When I’m getting wishful and wistful about God fulfilling promises, sometimes I get tempted to treat attendance at church as a sign of whether God is really coming. (I know better, but there’s that tempting feeling when the pews are full…)

And then it’s cold here. Or you’re busy on Sundays. And we’re out of the habit of being packed together in these pews. And I wonder if this is really what we’ve been waiting and working for – since Covid, since all our lives, really. Wonder if God’s really all that interested.

 

And then someone tells me a story about how good it was, how powerfully healing, to get to just talk to one other person casually at coffee hour again.

Another person tells me a story about how important the livestream service has been to them, still. That the church is present, that they have been to church, they are part of us, when they cannot physically get here on Sunday morning. 

 

And my heart says “yes.” 

Yes. 

This is what we are waiting and working for.

This is the kingdom of God coming among us – in the ways I wasn’t especially looking for. 

 

God’s purpose, God’s plan, are being fulfilled.

Just not the way I thought I was waiting for.

 

When I’m looking for what I am expecting God to do, 

I might be missing what God is actually up to.

 

When I look for what I want God to do – for things that make me more comfortable, or just more confident; when I look for Jesus to be making it easier for me to drop everything else – I might be missing the things that God wants to do to make all of us more trusting and generous, might be missing what Jesus wants to do to empower all of us to follow him, love him, be loved by him.

 

Then when I listen to the stories – stories about other people, healing and renewal that happens one trickle at a time – when I listen to the stories Jesus sends me, I might just be seeing God’s whole kingdom coming, all of it, in a place and time that doesn’t feel like enough, but is everything. 

And then my heart answers John’s question. 

My heart says, yes.

 

What stories is Jesus sending you? 

What story of healing, insight, joy, or love – happening on a small scale, to someone else – have you heard lately?

What if that is the invitation, or the proof, that you’ve been waiting for?

 

What story of renewal, generosity, or hope far away have you heard?
What if that story is the relief, or the urgency, or the opportunity that you’ve personally been waiting for? Not the way you thought it would look, not at all.

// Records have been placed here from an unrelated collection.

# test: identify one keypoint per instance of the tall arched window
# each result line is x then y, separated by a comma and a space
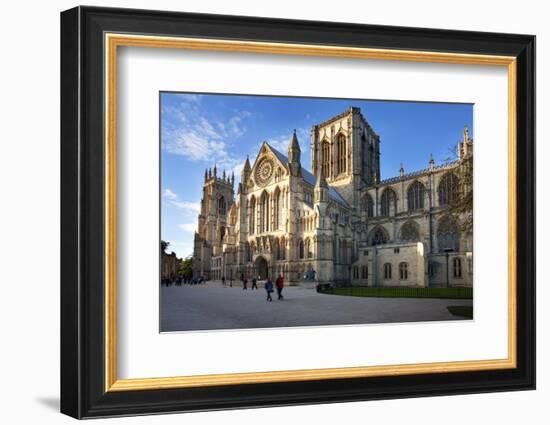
282, 249
277, 210
325, 158
457, 267
387, 201
410, 232
448, 189
252, 216
368, 205
276, 249
387, 271
415, 196
341, 149
221, 205
447, 234
379, 236
309, 248
264, 212
403, 271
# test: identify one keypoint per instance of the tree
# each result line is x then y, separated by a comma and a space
186, 266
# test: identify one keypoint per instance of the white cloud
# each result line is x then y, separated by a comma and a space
173, 199
188, 227
189, 130
182, 205
168, 194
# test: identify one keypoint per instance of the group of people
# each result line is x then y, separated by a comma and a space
178, 280
268, 285
279, 284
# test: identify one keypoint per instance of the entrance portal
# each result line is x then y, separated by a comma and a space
261, 268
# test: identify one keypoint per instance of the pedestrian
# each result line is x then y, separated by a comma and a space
269, 289
280, 283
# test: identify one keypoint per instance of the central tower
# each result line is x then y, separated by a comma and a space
346, 151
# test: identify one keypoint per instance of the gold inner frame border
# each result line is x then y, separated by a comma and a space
112, 41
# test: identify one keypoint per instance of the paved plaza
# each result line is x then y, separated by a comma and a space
212, 306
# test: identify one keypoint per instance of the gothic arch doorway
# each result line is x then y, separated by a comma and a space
260, 267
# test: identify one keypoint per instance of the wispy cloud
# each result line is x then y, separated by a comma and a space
173, 199
188, 129
188, 227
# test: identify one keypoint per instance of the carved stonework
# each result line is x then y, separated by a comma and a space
264, 171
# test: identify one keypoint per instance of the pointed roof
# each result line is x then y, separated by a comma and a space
294, 145
321, 181
309, 178
247, 164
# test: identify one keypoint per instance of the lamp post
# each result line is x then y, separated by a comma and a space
447, 250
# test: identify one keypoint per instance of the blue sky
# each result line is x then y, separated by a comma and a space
200, 130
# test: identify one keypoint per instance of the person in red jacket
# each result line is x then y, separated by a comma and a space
280, 283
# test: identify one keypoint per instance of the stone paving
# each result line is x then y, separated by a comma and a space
211, 306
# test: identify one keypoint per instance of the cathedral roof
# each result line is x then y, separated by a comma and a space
418, 173
310, 178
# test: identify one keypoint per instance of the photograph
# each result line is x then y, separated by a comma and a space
281, 211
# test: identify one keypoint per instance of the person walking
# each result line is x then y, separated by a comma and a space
280, 283
269, 289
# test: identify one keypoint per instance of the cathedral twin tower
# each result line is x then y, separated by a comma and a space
336, 224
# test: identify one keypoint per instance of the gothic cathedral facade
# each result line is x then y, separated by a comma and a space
338, 224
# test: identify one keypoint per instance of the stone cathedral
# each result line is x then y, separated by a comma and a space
339, 223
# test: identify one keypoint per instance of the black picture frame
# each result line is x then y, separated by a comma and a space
83, 392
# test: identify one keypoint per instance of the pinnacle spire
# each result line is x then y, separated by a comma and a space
247, 164
294, 145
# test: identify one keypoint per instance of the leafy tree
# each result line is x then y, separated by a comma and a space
186, 266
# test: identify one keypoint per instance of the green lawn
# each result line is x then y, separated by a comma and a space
461, 311
400, 292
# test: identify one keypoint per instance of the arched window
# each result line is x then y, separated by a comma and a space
368, 205
252, 216
415, 196
403, 271
325, 158
387, 271
447, 234
248, 252
277, 210
379, 236
448, 189
410, 232
341, 149
308, 249
282, 249
221, 206
387, 200
276, 249
264, 212
457, 267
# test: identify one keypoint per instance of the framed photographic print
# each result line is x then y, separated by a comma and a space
261, 212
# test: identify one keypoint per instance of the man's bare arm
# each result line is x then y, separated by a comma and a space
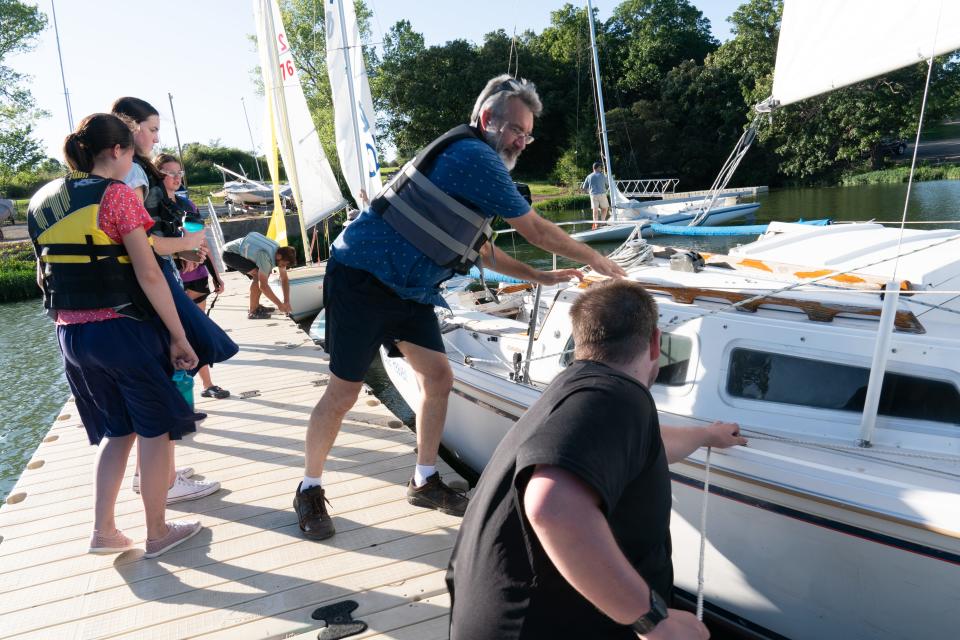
680, 442
550, 237
565, 514
501, 262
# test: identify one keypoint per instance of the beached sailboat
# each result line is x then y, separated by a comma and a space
842, 517
292, 131
808, 535
628, 214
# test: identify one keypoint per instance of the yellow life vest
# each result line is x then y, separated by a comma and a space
82, 267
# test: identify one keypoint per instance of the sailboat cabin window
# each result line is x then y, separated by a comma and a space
775, 377
675, 354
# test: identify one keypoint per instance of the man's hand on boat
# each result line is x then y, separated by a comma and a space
679, 625
558, 276
723, 435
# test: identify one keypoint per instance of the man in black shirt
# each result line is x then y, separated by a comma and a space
568, 534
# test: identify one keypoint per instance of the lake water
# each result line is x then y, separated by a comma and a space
33, 388
32, 385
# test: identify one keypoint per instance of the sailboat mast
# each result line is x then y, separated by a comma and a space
63, 78
176, 131
353, 99
275, 93
600, 110
253, 145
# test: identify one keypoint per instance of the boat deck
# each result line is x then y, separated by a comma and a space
249, 573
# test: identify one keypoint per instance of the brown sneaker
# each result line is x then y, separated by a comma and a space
434, 494
311, 508
178, 531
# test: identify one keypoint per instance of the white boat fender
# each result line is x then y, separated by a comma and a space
690, 261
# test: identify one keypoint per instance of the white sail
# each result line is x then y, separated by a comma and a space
315, 189
828, 44
352, 104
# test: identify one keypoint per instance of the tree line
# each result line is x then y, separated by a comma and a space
676, 99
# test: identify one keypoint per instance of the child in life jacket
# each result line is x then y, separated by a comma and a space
117, 326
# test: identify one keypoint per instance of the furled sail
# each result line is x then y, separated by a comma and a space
315, 189
828, 44
352, 104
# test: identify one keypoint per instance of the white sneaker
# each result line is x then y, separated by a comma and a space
178, 532
184, 489
186, 472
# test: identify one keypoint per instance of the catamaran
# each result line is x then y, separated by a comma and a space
837, 350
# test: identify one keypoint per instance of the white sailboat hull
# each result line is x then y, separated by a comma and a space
808, 535
780, 560
306, 290
614, 232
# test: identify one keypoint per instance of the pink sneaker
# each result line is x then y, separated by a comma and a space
114, 542
178, 531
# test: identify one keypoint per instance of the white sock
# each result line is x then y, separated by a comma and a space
421, 473
309, 483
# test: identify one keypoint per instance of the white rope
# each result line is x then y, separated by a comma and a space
916, 142
703, 534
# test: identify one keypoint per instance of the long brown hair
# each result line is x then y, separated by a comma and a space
138, 111
95, 133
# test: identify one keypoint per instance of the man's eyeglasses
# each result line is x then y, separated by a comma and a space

But actually what you need, somehow, to say yes to God’s coming into the world, into your heart, your life.  

 

And what story could you tell?
What little moment of insight or hope, healing or renewal, love or joy, glory and generosity have you seen that might be the story Jesus is sending to someone else? To someone waiting to know if God, if Jesus, really is what they’ve been waiting for. 

 

We all wonder, once or often, if this is it. 

If this is real. If this is God. If God is enough for what we’re waiting for.

 

And Jesus sends us stories.

 

Sends us not an answer, but stories of what God is up to.

And then waits, listens, to see if our hearts say, “Yes!”